Combining JavaScript Arrays

This is a quickie simple post on JavaScript techniques. We're going to cover different methods for combining/merging two JS arrays, and the pros/cons of each approach.

Let's start with the scenario:

var a = [ 1, 2, 3, 4, 5, 6, 7, 8, 9 ];
var b = [ "foo", "bar", "baz", "bam", "bun", "fun" ];

The simple concatenation of a and b would, obviously, be:

[
   1, 2, 3, 4, 5, 6, 7, 8, 9,
   "foo", "bar", "baz", "bam" "bun", "fun"
]

concat(..)

The most common approach is:

var c = a.concat( b );

a; // [1,2,3,4,5,6,7,8,9]
b; // ["foo","bar","baz","bam","bun","fun"]

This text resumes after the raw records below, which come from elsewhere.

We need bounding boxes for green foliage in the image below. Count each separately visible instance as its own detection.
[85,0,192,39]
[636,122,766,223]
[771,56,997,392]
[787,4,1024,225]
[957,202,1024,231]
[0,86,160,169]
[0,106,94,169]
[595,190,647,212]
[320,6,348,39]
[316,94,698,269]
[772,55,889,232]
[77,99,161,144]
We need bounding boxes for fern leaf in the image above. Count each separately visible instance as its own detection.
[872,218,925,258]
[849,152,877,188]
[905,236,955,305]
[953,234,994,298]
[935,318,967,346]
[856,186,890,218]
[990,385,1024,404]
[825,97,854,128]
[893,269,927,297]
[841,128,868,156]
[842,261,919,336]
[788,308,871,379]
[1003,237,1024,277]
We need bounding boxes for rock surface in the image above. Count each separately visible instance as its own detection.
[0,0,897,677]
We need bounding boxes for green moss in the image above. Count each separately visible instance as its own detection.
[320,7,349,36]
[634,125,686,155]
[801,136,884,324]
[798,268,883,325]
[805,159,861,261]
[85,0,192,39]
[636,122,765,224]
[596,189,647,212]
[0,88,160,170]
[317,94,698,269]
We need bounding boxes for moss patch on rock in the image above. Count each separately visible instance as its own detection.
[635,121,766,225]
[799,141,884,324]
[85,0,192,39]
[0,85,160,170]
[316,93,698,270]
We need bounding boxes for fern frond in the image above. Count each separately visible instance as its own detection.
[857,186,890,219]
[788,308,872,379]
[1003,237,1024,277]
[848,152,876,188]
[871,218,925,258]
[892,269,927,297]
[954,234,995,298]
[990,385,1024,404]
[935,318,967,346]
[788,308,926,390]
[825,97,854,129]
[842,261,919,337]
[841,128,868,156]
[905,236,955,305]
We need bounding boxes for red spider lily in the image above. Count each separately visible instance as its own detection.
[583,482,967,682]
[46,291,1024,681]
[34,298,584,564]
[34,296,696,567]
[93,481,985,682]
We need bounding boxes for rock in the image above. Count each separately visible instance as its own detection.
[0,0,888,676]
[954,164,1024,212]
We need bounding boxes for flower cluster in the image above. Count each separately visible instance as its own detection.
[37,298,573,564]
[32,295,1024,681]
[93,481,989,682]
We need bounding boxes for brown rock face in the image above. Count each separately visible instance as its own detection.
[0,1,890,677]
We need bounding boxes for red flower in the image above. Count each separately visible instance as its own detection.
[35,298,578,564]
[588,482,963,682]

c; // [1,2,3,4,5,6,7,8,9,"foo","bar","baz","bam","bun","fun"]

As you can see, c is a whole new array that represents the combination of the two a and b arrays, leaving a and b untouched. Simple, right?

What if a is 10,000 items, and b is 10,000 items? c is now 20,000 items, which constitutes basically doubling the memory usage of a and b.

"No problem!", you say. We just unset a and b so they are garbage collected, right? Problem solved!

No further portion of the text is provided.